OpenAI says GPT-5.2-Codex is its ‘most advanced agentic coding model yet’ – here’s what developers and cyber teams can expect
GPT-5.2 Codex is available immediately for paid ChatGPT users and API access will be rolled out in “coming weeks”
OpenAI has announced a big update for its Codex coding agent as the company targets big improvements for developers and cybersecurity teams.
According to the company, GPT-5.2-Codex, a version of GPT-5.2 optimized specifically for Codex, is its most “advanced agentic coding model yet”.
Improvements touted by OpenAI include more efficient “long-horizon work” and better performance working on large code changes, such as refactoring and migrations.

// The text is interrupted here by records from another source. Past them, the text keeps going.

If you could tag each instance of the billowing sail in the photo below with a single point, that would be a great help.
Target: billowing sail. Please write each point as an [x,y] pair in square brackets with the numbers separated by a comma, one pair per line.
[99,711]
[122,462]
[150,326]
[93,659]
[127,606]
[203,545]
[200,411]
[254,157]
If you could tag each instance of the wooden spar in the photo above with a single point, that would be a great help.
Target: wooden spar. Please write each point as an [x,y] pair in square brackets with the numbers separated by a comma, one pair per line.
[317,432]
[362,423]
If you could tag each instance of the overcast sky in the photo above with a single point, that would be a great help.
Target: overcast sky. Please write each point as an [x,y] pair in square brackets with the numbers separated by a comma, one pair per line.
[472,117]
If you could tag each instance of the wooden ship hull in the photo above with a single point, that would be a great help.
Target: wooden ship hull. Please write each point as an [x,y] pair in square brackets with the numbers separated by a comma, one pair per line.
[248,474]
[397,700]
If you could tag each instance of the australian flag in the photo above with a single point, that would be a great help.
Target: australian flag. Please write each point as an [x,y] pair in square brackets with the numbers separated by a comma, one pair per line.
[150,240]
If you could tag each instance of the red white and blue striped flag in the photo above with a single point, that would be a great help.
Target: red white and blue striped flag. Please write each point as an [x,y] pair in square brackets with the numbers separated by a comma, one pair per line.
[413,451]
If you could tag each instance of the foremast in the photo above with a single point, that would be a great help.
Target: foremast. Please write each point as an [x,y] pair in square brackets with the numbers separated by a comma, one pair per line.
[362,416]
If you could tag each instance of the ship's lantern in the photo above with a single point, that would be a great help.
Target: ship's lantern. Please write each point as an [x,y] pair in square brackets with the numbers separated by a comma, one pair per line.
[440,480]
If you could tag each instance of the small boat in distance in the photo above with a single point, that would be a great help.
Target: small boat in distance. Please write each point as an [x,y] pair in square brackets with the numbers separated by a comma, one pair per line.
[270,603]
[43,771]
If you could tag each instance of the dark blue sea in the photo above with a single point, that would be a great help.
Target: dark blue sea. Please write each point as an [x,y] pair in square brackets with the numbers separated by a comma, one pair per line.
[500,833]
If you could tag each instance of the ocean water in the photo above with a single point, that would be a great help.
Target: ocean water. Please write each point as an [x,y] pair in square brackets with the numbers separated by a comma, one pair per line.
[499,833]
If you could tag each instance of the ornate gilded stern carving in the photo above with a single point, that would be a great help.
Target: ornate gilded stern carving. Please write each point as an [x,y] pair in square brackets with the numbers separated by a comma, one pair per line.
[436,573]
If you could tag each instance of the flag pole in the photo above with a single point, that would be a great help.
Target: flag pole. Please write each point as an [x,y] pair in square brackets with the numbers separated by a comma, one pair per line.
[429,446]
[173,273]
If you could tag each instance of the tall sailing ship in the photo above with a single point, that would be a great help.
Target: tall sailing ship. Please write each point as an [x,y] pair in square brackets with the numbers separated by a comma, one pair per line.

Improved performance in Windows environments were also revealed alongside stronger cybersecurity capabilities.
“GPT‑5.2-Codex builds on GPT‑5.2’s strengths in professional knowledge work and GPT‑5.1-Codex-Max’s frontier agentic coding and terminal-using capabilities,” the company said in a blog post.
“GPT‑5.2-Codex is now better at long-context understanding, reliable tool calling, improved factuality, and native compaction, making it a more dependable partner for long running coding tasks, while remaining token-efficient in its reasoning.”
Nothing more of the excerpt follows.